Update: I've found that my program remains responsive if I set the ThreadPoolExecutor's
core pool size to be the same as the max pool size (29 threads). However, if I set the core pool size to 11 and the max pool size to 29 then the actor system only ever creates 11 threads. How can I configure the ActorSystem
/ ThreadPoolExecutor
to continue to create threads to exceed the core thread count and stay within the max thread count? I would prefer not to set the core thread count to the max thread count, as I only need the extra threads for a job cancellation (which should be a rare event).
I have a batch program running against an Oracle database, implemented using Java/Akka typed actors with the following actors:
BatchManager
is in charge of talking to the REST controller.
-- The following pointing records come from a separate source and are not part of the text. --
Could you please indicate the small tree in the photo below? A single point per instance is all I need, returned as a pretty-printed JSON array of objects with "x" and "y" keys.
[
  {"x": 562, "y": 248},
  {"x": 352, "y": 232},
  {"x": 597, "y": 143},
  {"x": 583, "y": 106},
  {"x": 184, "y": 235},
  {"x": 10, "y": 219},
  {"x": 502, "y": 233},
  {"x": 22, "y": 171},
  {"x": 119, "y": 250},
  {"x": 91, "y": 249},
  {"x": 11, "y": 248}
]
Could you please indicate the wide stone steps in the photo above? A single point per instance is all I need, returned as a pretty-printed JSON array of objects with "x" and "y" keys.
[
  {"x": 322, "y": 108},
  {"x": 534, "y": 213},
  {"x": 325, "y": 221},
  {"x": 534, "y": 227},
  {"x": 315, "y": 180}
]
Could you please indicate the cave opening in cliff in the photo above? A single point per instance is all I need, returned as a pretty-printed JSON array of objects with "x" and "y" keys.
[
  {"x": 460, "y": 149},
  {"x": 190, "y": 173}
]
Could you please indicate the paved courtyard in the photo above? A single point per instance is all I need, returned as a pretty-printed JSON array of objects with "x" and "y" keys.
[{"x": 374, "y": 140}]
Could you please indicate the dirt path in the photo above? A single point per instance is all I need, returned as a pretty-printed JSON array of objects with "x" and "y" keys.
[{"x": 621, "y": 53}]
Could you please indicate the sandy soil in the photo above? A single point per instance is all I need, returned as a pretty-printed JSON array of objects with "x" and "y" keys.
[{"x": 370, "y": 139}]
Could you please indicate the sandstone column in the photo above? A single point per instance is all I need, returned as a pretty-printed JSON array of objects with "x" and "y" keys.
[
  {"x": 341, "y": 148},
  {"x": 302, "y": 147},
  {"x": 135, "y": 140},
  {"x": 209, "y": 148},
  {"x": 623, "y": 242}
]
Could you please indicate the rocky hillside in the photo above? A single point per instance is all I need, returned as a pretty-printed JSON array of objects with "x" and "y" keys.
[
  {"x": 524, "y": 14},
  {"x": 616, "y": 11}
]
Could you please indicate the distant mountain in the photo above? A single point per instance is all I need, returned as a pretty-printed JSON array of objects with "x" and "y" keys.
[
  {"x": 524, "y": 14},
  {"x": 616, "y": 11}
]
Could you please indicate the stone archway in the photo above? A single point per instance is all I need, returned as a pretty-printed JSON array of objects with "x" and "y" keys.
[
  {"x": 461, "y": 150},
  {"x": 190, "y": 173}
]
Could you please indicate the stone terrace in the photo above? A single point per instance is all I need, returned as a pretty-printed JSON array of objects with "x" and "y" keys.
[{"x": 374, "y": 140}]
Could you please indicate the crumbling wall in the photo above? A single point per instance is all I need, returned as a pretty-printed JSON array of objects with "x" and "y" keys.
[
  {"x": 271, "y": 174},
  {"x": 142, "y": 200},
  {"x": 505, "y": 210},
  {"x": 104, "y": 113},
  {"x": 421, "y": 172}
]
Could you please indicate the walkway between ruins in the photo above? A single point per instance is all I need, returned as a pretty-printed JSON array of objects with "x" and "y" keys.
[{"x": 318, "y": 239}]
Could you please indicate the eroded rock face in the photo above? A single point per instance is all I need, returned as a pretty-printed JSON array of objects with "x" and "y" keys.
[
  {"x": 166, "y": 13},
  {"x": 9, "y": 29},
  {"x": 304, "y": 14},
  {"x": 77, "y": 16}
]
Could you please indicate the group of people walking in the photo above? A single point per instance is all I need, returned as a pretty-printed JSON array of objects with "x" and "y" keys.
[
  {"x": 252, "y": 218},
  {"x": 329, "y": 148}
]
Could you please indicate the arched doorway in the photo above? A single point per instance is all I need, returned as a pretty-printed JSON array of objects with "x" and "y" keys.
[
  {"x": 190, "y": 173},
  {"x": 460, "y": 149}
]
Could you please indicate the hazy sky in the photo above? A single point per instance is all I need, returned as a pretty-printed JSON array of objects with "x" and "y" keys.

It manages aQueue
of uninitialized batch jobs; when an uninitialized batch job is polled from the queue then it is turned into aJobManager
actor and executed.JobManager
maintains a queue of stored procedures and a pool ofWorkers
; it initializes eachWorker
with a stored procedure, and when aWorker
finishes it sends the procedure's result to theJobManager
, and theJobManager
sends another stored procedure to theWorker
. The batch terminates when the job queue is empty and allWorkers
are idle, at which point theJobManager
reports its results to theBatchManager
, shuts down its workers (viaTypedActor.context().stop()
), and then shuts itself down. TheJobManager
has aPromise<Status> completion
that is completed when the job successfully finishes or else when the job is terminated due to cancellation or a fatal exception.Worker
executes a stored procedure. It creates the OracleConnection and a CallableStatement used to execute the stored procedures, and registers anonFailure
callback withJobManager.completion
toabort
the connection andcancel
the statement. This callback doesn't use the actor system's execution context, instead it uses an execution context created from a cached executor service created inBatchManager
.
My config is
{"akka" : { "actor" : { "default-dispatcher" : {
"type" : "Dispatcher",
"executor" : "default-executor",
"throughput" : "1",
"default-executor" : { "fallback" : "thread-pool-executor" }
"thread-pool-executor" : {
"keep-alive-time" : "60s",
"core-pool-size-min" : coreActorCount,
"core-pool-size-max" : coreActorCount,
"max-pool-size-min" : maxActorCount,
"max-pool-size-max" : maxActorCount,
"task-queue-size" : "-1",
"task-queue-type" : "linked",
"allow-core-timeout" : "on"
}}}}}
The number of workers is configured elsewhere, currently workerCount = 8
; coreActorCount
is workerCount + 3
while maxActorCount
is workerCount * 3 + 5
. I'm testing this on a Macbook Pro 10 with two cores and 8GB of memory; the production server is considerably larger. The database I'm talking to is behind an extremely slow VPN. I'm running all of this using Oracle's JavaSE 1.8 JVM. The local server is Tomcat 7. The Oracle JDBC drivers are version 10.2 (I might be able to convince the powers that be to use a newer version). All methods either return void
or Future<>
and ought to be non-blocking.
When one batch terminates successfully then there is no issue - the next batch starts immediately with a full complement of workers. However, if I terminate the current batch via JobManager#completion.tryFailure(new CancellationException("Batch cancelled"))
then the onFailure
callbacks registered by the Workers
fire off, and then the system becomes unresponsive. Debug printlns indicate that the new batch starts with three out of eight functioning workers, and the BatchManager
becomes completely unresponsive (I added a Future<String> ping
command that just returns a Futures.successful("ping")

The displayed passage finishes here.